Un qualsiasi aiutante del capufficio gli ficcava letteralmente
sotto il naso gli incartamenti, senza neppure dirgli "copiate",
oppure "ecco un bell'affaruccio interessante" o insomma qualcosa
di piacevole come si usa negli uffici dove c'è della buona
educazione. E lui prendeva, guardando solo l'incartamento, senza
badare a chi gliel'avesse messo lì e se ne avesse il diritto.
Prendeva e subito si metteva a copiarlo.
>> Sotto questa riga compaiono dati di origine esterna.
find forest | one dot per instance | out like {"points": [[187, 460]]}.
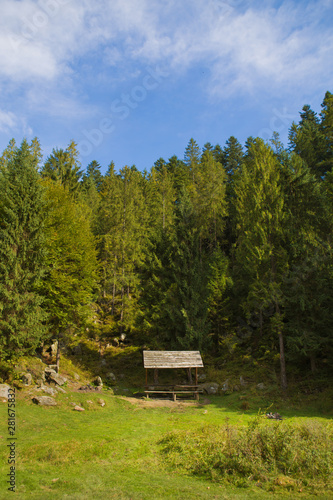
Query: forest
{"points": [[227, 251]]}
I giovani funzionari
ridevano di lui e lo sfottevano per quanto poteva l'arguzia
burocratica, raccontando in sua presenza varie storie inventate
sul suo conto; per esempio dicevano che la sua padrona di casa,
una vecchia settantenne, lo picchiava; o domandavano quando loro
due si sarebbero sposati; oppure gli spargevano sulla testa pezzi
di carta, dicendo che era neve.
Akàkij Akakièvic non rispondeva mai. Come se non avesse nessuno
davanti a sé, non si lasciava distrarre dalle proprie occupazioni
e, sebbene fosse in mezzo a tante molestie, non commetteva un solo
sbaglio. Solo se lo scherzo era davvero insopportabile, se gli
davano un colpo sul braccio disturbandolo nel suo lavoro, allora
esclamava:
"Lasciatemi stare, perché mi offendete?"
E c'era un che di strano nelle parole e nella voce con cui
venivano dette. Vi si avvertiva qualcosa che induceva alla
compassione, tanto che un giovanotto da poco entrato in servizio,
e che aveva cominciato, secondo l'esempio degli altri, a burlarsi
di lui, ad un tratto si fermò colpito, e da quel momento fu come
se tutto fosse cambiato ai suoi occhi e gli apparisse sotto un
aspetto diverso. Una specie di forza soprannaturale lo respinse
dai compagni con i quali aveva fatto conoscenza ritenendoli
persone distinte ed educate. Per molto tempo, nei momenti più
allegri, seguitò ad apparirgli il piccolo funzionario con le
calvizie che diceva le parole toccanti: "Lasciatemi stare, perché
mi offendete?" e in queste parole altre ne echeggiavano: "Io sono
un tuo fratello." Il giovanotto si copriva allora la faccia con
una mano e in seguito molte volte trasalì nella sua vita, vedendo
quanta disumanità ci sia nell'uomo, quanta furiosa volgarità si
nasconda nella personalità più raffinata e colta e, Dio! persino
in individui che il mondo reputa nobili e onesti.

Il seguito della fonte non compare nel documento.